Naja, es ist weniger ein Glaubenssatz. Ich halte es für empirisch belegt. Bislang hat noch kein versuch, eine klassenlose Gesellschaft zu schaffen, die größer als ein Dorf etc. ist, geklappt.

cohen

Zitat von: Belbo am 12. Januar 2011, 19:17:53ist ein glaubenssatz wie "Die Freiheit des Kapitals führt zur besten aller möglichen Wirtschaftordnungen".

lg
Belbo

Gibt es irgenwo ein kapitalistisches Manifest, wo dieser Glaubenssatz drinsteht?
Ich denke nicht.

Märkte entsehen von ganz alleine, gern auch in beschissenen Dikaturen, da heißen die dann Schwarzmarkt.

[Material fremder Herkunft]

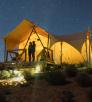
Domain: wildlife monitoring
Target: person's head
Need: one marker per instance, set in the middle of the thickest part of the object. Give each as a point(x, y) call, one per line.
point(33, 42)
point(30, 43)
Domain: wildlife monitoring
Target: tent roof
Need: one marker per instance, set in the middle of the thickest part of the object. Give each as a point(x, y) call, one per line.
point(21, 33)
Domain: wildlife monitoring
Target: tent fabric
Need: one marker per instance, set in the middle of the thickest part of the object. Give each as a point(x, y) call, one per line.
point(72, 45)
point(21, 33)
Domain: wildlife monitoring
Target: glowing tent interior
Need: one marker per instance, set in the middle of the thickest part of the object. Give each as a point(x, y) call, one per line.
point(64, 49)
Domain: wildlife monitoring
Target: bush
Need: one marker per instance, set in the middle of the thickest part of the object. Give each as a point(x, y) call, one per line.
point(89, 70)
point(84, 80)
point(71, 71)
point(27, 76)
point(89, 94)
point(56, 78)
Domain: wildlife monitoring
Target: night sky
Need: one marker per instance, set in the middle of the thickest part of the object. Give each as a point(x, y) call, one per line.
point(55, 16)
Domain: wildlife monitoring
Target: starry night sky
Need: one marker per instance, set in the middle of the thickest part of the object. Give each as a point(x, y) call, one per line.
point(55, 16)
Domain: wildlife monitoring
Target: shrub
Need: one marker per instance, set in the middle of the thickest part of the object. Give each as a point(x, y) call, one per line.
point(89, 70)
point(71, 71)
point(89, 94)
point(27, 76)
point(84, 80)
point(56, 78)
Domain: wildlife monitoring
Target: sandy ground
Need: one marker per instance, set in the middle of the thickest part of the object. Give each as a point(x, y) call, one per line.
point(41, 91)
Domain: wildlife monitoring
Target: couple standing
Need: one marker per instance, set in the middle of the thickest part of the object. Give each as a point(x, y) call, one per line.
point(31, 51)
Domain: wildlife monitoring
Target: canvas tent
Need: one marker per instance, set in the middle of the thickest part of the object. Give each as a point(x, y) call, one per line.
point(25, 32)
point(65, 49)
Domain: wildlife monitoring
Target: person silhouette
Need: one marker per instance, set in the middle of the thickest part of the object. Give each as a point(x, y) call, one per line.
point(33, 51)
point(30, 51)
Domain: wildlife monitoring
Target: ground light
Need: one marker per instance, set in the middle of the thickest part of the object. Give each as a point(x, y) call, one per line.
point(38, 68)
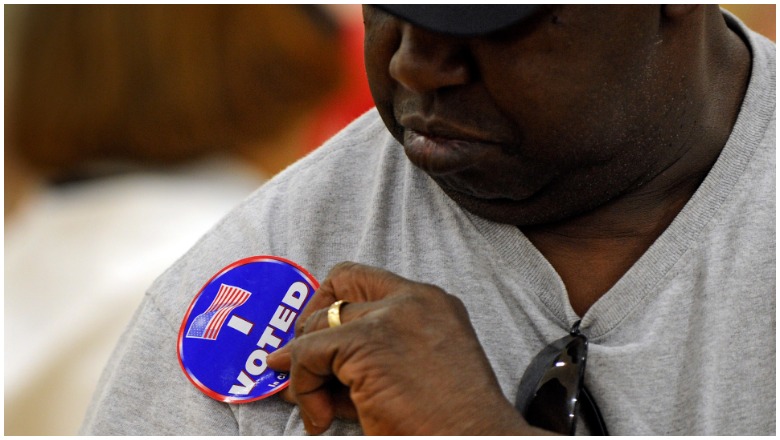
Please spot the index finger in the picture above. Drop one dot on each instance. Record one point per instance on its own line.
(352, 282)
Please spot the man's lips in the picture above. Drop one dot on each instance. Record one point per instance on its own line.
(439, 155)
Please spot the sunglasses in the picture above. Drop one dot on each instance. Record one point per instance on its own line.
(552, 393)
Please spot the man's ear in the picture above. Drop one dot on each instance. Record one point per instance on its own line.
(678, 11)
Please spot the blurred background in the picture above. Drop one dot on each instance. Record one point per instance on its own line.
(129, 131)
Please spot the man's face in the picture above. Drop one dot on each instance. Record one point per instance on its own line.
(548, 119)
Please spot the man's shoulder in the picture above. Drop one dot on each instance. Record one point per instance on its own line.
(362, 140)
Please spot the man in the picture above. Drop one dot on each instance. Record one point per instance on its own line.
(605, 172)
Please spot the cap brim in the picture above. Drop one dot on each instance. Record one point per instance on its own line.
(462, 20)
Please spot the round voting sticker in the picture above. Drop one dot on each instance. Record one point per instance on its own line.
(242, 314)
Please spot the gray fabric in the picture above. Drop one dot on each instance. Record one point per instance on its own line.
(684, 343)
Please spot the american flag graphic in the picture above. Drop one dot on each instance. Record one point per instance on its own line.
(208, 324)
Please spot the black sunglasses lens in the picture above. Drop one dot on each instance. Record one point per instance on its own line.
(549, 390)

Einen Markt muss man nicht von oben mit Gewalt durchdrücken. Du hast da einen fundamentalen Denkfehler.

Adromir

Ich glaube, der Kommunismus scheitert schon letztendlich an der Unterschiedlichkeit der Menschen. Es wird immer Menschen geben, die mit den ihnen gegeben Mitteln wirtschaften können und die, die dies nicht können. Irgendwann wird es, selbst unter optimalen Startbedingungen zu einem Ungleichgewicht in der Population kommen, der nur dadurch aufgehoben werden kann, daß den neuen "Besitzenden" ihr Erwirschaftes enteignet wird und mit auf die jenigen umverteilt wird, die ihren Anteil verprasst haben. Womit dann "wirtschaftliches" Handeln sanktioniert, das verschleudern hingegen belohnt..

Belbo

Ich dachte zwar die Aussagekraft von empirischen Untersuchungen würde von der Grössse der Vergleichsgruppen abhängen......,   :grins2: aus den, wie ernsthaft auch immer betriebenen, Versuchen eine klassenlose Gesellschaft zu etablieren und deren furchbarem Scheitern eine Art ewiges Naturgesetz ableiten zu wollen halte ich für verwegen. Ich behaupte auch gar nicht dass der Kommunismus funktionieren kann, wir sollten nur aufpassen, dass wir in dem Augenblick wo es politisch wird, nicht anfangen hier genauso "gläubig" zu argumentieren, wie die Schwachmaten deren Beobachtung wir uns zur Aufgabe gesetzt haben, sonst werden wir un"glaub"würdig. Und vorallem lasst uns darauf achten, dass vor Streitgesprächen klar ist wer von was redet, sonst haben wir hier bald "Energie"- Disskussionen wie in jedem Esoforum auch.

lg
Belbo


Belbo

.....das muss in keinem Manifest stehen, so handelt gerade die Welt, losgelöst von fast allen Fesseln der Moral, Verantwortung und Mitmenschlichkeit.